Latent Space Podcast 4/6/23 [Summary] - Grounded Research: From Google Brain to MLOps to LLMOps — with Shreya Shankar of UC Berkeley
Explore the evolution of MLOps with Shreya Shankar from Google Brain to UC Berkeley. Dive into bridging development & production, understanding ML models as unique database views. #ML #Research
Link to Original: Grounded Research: From Google Brain to MLOps to LLMOps — with Shreya Shankar of UC Berkeley
Summary
Hosts: Alessio (Partner & CTM residence at Decibel Partners) and swyx (Writer & Editor of Latent Space)
Guest: Shankar (formerly of Google and Viaduct, currently unofficially an Entrepreneur in Residence at Amplify while pursuing a PhD in databases at Berkeley)
Key Discussions:
Introduction:
Shankar's academic background was initially mistaken for Stanford, but he clarified that he's a PhD at Berkeley. He has also interned at Google and worked as a machine learning engineer at Viaduct.
While his LinkedIn suggests his ties with Amplify as an Entrepreneur in Residence, Shankar admits this is an informal title. He is presently immersed in his PhD studies.
Personal Interests:
Beyond his professional life, Shankar is an avid hiker and enjoys exploring different coffees in the Bay area.
He has recently cultivated an interest in cooking, particularly pasta dishes. He recently hosted a dinner for 25 people, navigating the challenges of diverse dietary preferences in the Bay area.
ML Development vs. Traditional Software Development:
Shankar has conducted extensive research on machine learning operations (MLOps). One notable paper outlined the three V's of ML development: Velocity, Validation, and Versioning. These aspects became evident after structured interview studies.
ML is experiment-driven, differing from the linear development workflow of conventional software engineering. This results in a high rate of experimentation, even among established companies like Microsoft and Google.
Bridging Development and Production:
There's a significant challenge in aligning the development environments with the production environments in ML.
Production environments don't typically facilitate rapid experimentation like development environments do.
Shankar emphasizes the potential bugs and discrepancies that can arise when transitioning ML models from development to production.
Preventing Data Leakage:
A challenging aspect of ML development is ensuring that data doesn't unintentionally "leak" during the model training process.
Exploratory Data Analysis (EDA) is crucial, but it can inadvertently introduce biases or errors into the ML process if not conducted cautiously.
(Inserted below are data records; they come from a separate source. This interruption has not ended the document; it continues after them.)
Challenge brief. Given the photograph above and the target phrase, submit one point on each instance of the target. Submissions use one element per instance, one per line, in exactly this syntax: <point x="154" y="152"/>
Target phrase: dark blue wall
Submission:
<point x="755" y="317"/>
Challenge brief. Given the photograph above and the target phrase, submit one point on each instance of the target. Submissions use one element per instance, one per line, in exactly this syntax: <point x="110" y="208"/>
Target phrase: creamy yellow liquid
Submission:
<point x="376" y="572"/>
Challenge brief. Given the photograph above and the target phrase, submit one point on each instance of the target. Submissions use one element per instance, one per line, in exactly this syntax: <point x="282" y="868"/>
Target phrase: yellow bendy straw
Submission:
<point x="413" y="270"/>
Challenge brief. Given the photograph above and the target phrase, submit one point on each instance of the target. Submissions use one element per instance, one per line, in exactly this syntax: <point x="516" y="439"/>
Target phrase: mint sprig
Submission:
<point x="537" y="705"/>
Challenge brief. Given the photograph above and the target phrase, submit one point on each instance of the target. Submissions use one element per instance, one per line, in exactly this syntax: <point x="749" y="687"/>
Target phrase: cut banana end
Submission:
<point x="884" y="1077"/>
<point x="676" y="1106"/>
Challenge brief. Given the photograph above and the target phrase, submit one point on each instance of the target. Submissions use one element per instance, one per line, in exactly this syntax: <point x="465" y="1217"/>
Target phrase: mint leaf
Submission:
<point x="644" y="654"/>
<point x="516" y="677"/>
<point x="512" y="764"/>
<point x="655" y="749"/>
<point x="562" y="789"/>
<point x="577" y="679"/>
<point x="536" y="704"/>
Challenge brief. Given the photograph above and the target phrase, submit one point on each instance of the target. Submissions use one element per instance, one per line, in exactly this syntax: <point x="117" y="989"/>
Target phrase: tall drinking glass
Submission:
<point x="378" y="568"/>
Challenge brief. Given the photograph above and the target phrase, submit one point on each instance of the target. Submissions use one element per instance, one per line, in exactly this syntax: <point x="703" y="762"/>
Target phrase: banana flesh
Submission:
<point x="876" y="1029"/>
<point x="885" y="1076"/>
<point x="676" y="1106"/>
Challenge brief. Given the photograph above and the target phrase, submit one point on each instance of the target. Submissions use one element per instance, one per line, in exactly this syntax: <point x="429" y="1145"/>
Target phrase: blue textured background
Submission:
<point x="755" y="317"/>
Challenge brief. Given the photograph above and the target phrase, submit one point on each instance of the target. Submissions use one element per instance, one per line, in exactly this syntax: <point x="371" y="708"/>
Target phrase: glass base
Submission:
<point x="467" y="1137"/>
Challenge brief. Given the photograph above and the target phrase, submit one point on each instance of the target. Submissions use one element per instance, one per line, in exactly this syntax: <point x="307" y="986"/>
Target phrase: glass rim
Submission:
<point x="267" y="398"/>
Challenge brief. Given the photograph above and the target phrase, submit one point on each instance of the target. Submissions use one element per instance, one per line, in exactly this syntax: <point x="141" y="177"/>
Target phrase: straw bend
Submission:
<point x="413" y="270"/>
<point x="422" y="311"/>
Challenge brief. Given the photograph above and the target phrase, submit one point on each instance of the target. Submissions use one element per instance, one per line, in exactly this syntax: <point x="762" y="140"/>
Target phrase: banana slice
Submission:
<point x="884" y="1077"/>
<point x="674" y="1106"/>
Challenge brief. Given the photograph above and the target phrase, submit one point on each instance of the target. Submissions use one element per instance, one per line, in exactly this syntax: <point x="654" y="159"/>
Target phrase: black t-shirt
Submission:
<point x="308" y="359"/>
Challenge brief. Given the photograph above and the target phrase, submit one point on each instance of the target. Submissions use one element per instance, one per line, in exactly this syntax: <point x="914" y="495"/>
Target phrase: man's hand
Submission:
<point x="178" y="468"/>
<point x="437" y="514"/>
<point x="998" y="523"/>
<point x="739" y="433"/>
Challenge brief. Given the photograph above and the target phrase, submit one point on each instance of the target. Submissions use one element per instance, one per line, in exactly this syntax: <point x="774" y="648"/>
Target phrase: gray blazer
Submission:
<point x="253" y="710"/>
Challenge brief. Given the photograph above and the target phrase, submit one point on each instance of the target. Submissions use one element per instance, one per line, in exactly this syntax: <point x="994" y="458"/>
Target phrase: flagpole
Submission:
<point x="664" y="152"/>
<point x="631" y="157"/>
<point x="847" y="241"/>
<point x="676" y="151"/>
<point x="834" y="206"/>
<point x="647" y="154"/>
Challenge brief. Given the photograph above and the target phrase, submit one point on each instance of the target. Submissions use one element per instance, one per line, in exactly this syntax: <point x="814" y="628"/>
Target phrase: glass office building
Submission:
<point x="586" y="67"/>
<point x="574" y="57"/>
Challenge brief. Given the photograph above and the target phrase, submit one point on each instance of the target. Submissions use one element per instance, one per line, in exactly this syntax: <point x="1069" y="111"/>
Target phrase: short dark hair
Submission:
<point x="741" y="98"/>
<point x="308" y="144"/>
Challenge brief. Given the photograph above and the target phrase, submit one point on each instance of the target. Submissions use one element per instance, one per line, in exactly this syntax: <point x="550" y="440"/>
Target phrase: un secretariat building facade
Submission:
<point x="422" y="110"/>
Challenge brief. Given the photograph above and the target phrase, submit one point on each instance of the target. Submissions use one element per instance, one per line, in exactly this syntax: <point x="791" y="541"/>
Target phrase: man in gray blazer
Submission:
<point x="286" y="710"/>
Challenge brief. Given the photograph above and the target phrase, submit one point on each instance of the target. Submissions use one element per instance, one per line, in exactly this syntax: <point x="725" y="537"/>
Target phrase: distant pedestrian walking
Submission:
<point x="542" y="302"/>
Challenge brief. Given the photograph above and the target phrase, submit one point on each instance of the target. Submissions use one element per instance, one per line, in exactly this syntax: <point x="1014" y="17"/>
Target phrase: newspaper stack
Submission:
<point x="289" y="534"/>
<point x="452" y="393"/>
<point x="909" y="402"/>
The podcast session ends with Shankar hinting at the necessity of reimagining EDA in the context of ML development to avoid potential pitfalls.
Berkeley's Evolving Research Culture & Integrating ML in Applications
Berkeley's Research Lab Culture
Berkeley is renowned for continuously tackling challenging data projects.
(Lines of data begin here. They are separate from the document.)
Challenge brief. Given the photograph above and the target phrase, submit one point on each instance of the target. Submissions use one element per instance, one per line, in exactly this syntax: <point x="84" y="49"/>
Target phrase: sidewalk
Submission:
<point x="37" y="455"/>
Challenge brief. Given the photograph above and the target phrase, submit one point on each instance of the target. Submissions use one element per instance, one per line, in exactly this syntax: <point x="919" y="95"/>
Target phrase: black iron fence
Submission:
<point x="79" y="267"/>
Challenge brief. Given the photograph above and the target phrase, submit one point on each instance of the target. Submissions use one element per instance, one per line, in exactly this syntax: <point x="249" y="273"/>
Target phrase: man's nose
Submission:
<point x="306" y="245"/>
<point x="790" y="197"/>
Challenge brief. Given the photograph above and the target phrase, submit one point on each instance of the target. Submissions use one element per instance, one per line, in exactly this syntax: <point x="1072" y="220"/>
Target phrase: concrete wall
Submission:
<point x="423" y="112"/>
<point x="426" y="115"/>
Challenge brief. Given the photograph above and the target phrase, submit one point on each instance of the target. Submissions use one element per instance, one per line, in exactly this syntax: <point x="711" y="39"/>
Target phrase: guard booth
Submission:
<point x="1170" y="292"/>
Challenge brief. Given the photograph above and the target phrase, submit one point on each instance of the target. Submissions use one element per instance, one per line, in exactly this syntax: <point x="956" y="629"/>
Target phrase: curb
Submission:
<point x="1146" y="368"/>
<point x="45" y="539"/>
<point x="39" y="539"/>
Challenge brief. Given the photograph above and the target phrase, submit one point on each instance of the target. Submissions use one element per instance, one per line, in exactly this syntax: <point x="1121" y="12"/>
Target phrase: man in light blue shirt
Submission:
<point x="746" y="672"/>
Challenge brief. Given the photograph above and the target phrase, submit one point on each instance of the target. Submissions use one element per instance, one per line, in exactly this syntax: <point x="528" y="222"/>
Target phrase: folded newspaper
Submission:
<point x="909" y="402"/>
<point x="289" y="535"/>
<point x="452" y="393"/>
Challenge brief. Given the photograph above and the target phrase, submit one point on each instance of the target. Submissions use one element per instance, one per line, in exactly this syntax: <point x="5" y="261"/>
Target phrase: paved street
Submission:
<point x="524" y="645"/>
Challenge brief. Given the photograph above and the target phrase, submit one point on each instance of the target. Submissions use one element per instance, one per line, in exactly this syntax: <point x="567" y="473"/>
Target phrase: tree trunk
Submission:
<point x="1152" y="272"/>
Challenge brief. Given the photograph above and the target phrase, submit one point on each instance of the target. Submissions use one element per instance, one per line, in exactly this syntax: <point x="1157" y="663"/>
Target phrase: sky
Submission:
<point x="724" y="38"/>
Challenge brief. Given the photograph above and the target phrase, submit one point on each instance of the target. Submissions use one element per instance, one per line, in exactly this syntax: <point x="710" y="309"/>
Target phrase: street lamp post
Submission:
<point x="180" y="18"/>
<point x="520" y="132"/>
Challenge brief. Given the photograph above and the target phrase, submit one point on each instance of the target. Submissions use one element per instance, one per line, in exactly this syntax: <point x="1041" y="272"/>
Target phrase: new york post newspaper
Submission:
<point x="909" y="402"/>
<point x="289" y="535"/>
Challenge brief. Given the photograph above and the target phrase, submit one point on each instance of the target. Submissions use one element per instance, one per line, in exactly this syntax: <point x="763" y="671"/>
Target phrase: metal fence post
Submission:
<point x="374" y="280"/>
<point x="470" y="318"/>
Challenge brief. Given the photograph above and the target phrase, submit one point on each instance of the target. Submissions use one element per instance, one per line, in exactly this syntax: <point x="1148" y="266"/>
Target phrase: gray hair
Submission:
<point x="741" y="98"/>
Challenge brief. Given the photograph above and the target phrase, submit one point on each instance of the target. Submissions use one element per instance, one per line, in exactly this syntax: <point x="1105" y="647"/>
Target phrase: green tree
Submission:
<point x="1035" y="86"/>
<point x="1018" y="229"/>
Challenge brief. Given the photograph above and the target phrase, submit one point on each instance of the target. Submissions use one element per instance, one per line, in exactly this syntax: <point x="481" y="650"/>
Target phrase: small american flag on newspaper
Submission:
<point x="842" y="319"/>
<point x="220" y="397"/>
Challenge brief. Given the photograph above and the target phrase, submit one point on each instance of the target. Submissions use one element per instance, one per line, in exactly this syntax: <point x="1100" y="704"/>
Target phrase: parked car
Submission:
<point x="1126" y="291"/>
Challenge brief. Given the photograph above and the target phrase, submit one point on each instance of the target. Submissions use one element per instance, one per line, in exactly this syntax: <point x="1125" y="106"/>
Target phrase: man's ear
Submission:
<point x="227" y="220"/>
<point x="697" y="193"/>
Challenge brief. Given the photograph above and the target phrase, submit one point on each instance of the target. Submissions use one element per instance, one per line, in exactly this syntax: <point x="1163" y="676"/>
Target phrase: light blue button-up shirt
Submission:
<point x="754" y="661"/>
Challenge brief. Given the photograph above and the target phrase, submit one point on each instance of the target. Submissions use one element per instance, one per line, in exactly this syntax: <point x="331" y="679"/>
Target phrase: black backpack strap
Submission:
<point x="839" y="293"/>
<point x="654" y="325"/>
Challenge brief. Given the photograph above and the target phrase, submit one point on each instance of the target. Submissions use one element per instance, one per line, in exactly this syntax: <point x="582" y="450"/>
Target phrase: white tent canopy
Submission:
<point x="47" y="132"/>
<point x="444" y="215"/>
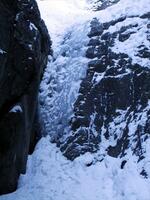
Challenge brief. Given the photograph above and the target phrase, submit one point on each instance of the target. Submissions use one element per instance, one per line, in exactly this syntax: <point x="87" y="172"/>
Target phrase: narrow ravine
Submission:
<point x="50" y="176"/>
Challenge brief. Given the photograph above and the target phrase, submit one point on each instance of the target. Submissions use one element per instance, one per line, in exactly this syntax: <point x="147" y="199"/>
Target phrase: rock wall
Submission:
<point x="24" y="49"/>
<point x="112" y="111"/>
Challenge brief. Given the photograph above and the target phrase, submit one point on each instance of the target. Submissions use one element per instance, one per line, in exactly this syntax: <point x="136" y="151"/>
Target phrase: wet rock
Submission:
<point x="114" y="95"/>
<point x="24" y="49"/>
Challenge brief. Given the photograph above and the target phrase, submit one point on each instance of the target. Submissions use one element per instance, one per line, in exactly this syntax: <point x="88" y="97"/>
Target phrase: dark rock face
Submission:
<point x="102" y="4"/>
<point x="112" y="111"/>
<point x="24" y="49"/>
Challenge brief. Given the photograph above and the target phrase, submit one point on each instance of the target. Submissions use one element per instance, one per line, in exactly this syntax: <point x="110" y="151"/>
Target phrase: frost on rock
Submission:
<point x="95" y="101"/>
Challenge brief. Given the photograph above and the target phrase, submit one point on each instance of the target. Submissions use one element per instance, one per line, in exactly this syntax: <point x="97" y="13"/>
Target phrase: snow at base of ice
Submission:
<point x="50" y="176"/>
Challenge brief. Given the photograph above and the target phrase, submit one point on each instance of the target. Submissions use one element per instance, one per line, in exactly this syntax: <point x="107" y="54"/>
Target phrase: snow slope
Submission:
<point x="50" y="176"/>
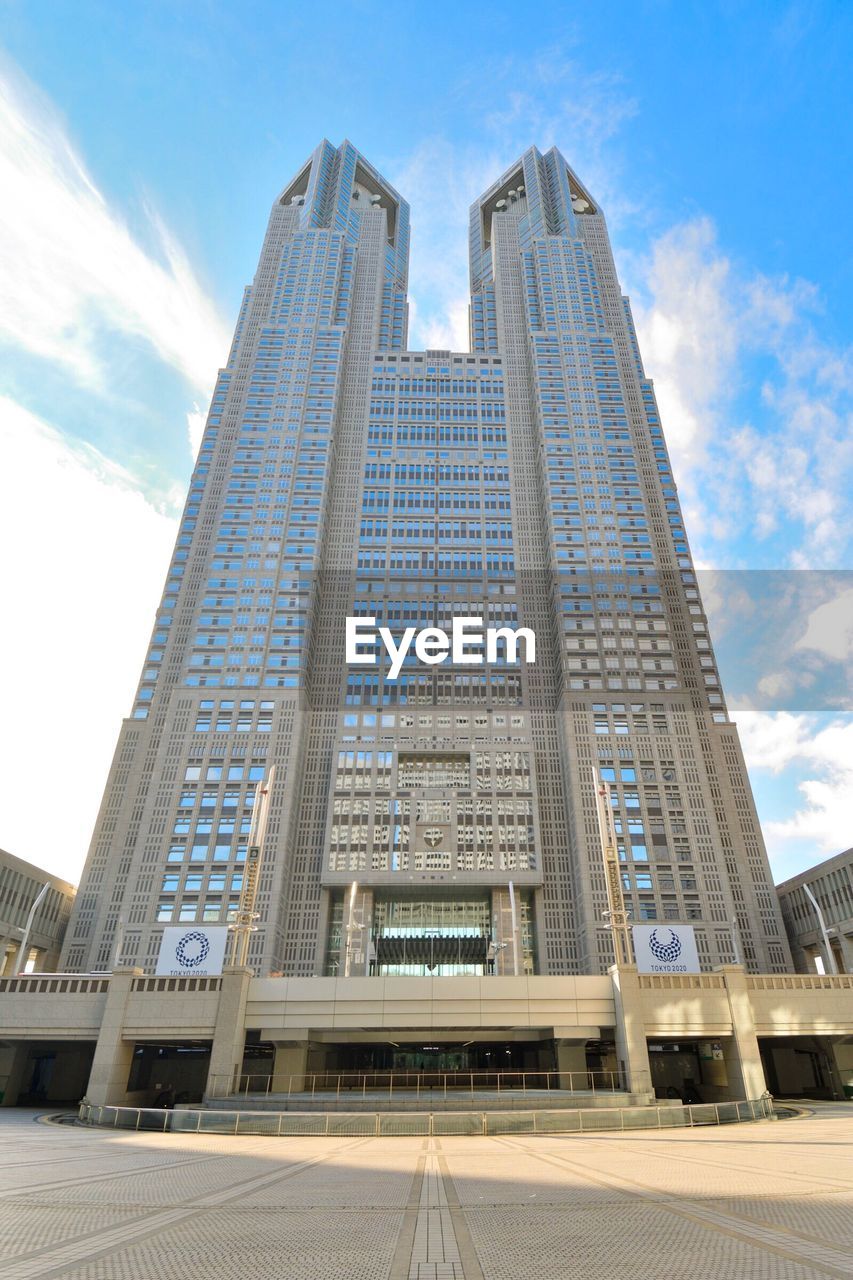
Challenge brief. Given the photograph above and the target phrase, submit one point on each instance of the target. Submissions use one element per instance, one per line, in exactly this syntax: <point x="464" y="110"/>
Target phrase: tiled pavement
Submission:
<point x="771" y="1200"/>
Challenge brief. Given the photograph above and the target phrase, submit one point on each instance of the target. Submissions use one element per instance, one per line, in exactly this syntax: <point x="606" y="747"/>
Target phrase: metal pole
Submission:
<point x="612" y="872"/>
<point x="515" y="931"/>
<point x="24" y="942"/>
<point x="821" y="922"/>
<point x="347" y="958"/>
<point x="245" y="926"/>
<point x="735" y="940"/>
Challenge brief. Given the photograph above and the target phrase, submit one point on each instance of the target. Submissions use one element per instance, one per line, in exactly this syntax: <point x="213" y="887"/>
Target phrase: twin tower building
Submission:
<point x="434" y="813"/>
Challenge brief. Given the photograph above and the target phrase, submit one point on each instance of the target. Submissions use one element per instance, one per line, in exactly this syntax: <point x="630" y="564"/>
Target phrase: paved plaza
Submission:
<point x="770" y="1200"/>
Approximately every five years, a new lab emerges.
Recent developments include Rise Lab splitting into Sky Lab (focused on multi-cloud programming environments) and Epic Lab (focused on low-code/no-code and data management tools).
These projects are funded by NSF grants and the specifics of what will come next remain ambiguous.
Transition from Static Data to Dynamically Updated Data in Academia
A trend has emerged where academics, accustomed to static datasets, struggle with the dynamic nature of industry data.
There is a shift, with some in academia now starting to use dynamic data benchmarks.
One challenge faced is the static mindset towards models. Instead of treating models as fixed artifacts, they should be perceived as constantly evolving views on data.
Research Projects and Their Impact
The speaker is developing a system for ML pipeline creation. The aim is to integrate the development and production experience.
Central to this system is the idea that models should be viewed as data transformations, consistently recomputed.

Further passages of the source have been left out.